Dr. Sivan Goren-Arzony studies premodern and early modern poetry from South Asia. She received a Ph.D. in Comparative Religion from the Hebrew University (2019) and was a fellow at the Harvard Society of Fellows (2018–2022). Her research uses literature composed in Sanskrit, South-Asia’s cosmopolitan language, and Malayalam, the language of Kerala (a region in South India) to study the foundation and consolidation of South Asian vernacular literary cultures. The main questions that motivate her research are how groups of individuals develop local literature after centuries of confining the composition of expressive texts to the cosmopolitan language, what forms this literature takes, and what inspires it. She mainly works on poetry composed in Rubies and Coral (Maṇipravāḷam), a literary style combining Sanskrit with Malayalam. Her research at Mandel-Scholion focuses on the place of women in this literature, whose early compositions were mostly dedicated to the praise and description of wealthy, local courtesans. Her areas of interest further include the study of women in premodern South Asia, literary theory, South Asian poetics, Kerala’s social history, and translation theory.
Selected Publications:
“I Talk to the Wind: Maḻamaṅgalakkavi’s Maṇipravāḷam Naiṣadhacaṃpū." In Sensitive Readings: The Pleasures of South Asian Literature in Translation, edited by Yigal Bronner and Charles Hallisey, University of California Press, 52–57, 2022.

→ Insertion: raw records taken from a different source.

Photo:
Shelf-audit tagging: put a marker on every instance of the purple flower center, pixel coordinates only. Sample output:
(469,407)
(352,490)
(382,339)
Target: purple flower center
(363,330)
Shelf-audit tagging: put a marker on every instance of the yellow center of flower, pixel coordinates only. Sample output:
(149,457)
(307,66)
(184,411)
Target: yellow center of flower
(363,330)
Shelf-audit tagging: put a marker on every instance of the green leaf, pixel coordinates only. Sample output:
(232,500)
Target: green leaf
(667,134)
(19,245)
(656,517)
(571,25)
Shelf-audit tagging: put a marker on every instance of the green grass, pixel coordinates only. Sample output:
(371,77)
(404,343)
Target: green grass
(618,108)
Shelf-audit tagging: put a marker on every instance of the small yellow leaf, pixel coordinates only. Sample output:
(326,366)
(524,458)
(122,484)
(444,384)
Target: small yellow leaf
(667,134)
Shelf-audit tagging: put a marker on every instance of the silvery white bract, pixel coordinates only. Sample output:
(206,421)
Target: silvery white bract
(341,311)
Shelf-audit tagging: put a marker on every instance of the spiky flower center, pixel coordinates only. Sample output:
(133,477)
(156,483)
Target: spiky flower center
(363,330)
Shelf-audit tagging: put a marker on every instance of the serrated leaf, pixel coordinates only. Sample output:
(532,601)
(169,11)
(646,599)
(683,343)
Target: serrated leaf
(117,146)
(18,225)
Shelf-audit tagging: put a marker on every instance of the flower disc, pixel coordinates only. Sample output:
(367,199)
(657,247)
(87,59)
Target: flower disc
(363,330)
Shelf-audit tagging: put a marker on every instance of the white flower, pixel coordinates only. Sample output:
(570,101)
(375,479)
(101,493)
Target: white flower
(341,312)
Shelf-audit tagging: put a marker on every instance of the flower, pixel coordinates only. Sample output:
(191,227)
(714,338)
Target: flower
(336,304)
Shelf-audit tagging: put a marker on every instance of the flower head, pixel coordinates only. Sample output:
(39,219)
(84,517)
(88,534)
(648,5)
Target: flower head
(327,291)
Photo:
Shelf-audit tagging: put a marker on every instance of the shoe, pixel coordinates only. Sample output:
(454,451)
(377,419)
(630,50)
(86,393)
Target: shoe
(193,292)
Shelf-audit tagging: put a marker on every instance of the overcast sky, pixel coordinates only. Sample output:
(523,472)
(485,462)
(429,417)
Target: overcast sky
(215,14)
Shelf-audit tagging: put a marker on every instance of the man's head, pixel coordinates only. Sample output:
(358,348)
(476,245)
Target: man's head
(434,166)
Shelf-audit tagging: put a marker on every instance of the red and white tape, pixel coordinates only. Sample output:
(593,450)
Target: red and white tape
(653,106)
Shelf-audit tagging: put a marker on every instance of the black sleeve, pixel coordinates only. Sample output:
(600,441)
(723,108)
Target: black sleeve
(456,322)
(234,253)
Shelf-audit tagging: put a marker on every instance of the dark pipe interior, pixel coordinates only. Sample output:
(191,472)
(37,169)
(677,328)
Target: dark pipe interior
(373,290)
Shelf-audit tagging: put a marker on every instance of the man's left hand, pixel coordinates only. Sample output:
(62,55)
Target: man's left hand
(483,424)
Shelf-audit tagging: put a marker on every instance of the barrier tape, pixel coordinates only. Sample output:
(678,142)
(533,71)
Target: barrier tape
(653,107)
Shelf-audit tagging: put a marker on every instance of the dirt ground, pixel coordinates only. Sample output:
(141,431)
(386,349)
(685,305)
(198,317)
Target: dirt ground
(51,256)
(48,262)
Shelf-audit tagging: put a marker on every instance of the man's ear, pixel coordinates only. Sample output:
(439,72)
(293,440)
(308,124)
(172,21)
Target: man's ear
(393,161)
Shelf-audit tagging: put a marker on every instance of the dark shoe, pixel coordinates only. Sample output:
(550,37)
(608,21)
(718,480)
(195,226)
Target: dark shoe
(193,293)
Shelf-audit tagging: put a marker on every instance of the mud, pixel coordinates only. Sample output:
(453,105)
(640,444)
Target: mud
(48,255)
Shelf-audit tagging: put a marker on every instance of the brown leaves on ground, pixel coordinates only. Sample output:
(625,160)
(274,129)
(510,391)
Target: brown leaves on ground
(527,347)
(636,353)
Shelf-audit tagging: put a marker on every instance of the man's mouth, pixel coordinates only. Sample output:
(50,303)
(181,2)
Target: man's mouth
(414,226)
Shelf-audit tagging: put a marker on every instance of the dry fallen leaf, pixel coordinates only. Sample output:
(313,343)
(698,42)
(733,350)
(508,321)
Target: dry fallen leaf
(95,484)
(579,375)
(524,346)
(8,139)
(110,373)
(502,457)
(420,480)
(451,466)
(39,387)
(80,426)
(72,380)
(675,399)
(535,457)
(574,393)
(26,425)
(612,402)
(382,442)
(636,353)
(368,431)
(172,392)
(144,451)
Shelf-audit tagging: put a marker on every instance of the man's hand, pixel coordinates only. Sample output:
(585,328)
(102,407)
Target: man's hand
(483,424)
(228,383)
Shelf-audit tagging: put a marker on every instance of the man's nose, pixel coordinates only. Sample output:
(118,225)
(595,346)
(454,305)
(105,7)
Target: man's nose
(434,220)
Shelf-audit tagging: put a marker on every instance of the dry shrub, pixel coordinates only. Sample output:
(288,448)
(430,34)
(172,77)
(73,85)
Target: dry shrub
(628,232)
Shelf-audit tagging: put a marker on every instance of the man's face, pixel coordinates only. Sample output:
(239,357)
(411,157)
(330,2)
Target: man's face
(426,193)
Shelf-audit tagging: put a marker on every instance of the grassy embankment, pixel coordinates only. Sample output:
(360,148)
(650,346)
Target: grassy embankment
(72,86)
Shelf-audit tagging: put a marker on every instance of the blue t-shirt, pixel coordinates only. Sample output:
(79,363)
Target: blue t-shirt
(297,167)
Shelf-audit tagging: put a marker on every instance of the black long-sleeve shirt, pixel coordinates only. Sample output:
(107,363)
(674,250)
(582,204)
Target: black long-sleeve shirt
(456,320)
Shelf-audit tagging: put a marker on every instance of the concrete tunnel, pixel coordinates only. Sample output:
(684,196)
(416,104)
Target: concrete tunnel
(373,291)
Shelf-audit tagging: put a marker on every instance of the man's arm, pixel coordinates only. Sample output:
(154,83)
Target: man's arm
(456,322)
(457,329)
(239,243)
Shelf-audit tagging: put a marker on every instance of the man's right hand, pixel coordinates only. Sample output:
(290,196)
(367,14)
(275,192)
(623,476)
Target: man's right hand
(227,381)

“On Sanskrit Lotuses and Bhāṣā Lilies: Poetic Flaws in the Līlātilakam.” In Linguistic and Textual Aspects of Multilingualism in South India and Sri Lanka, ed. by Erin Mc’cann and Giovanni Cioti, Pondicherry: École française d'Extrême-Orient, 429–452, 2021.
“Sweet, Sweet Language: Prakrit and Maṇipravāḷam in Premodern Kerala.” In The Indian Economic and Social History Review 58 (1): 7–27. DOI: 10. 1177/0019464620980905, 2021.
“An Actor in Red and White: The Cākyār Community and the Early Maṇiprāvaḷam Corpus.” In Two Masterpieces of Kudiyattam: Anguliyankam and Mantrankam, edited by David Shulman and Heike Oberlin, 306–25. Delhi: Oxford University Press, 2019.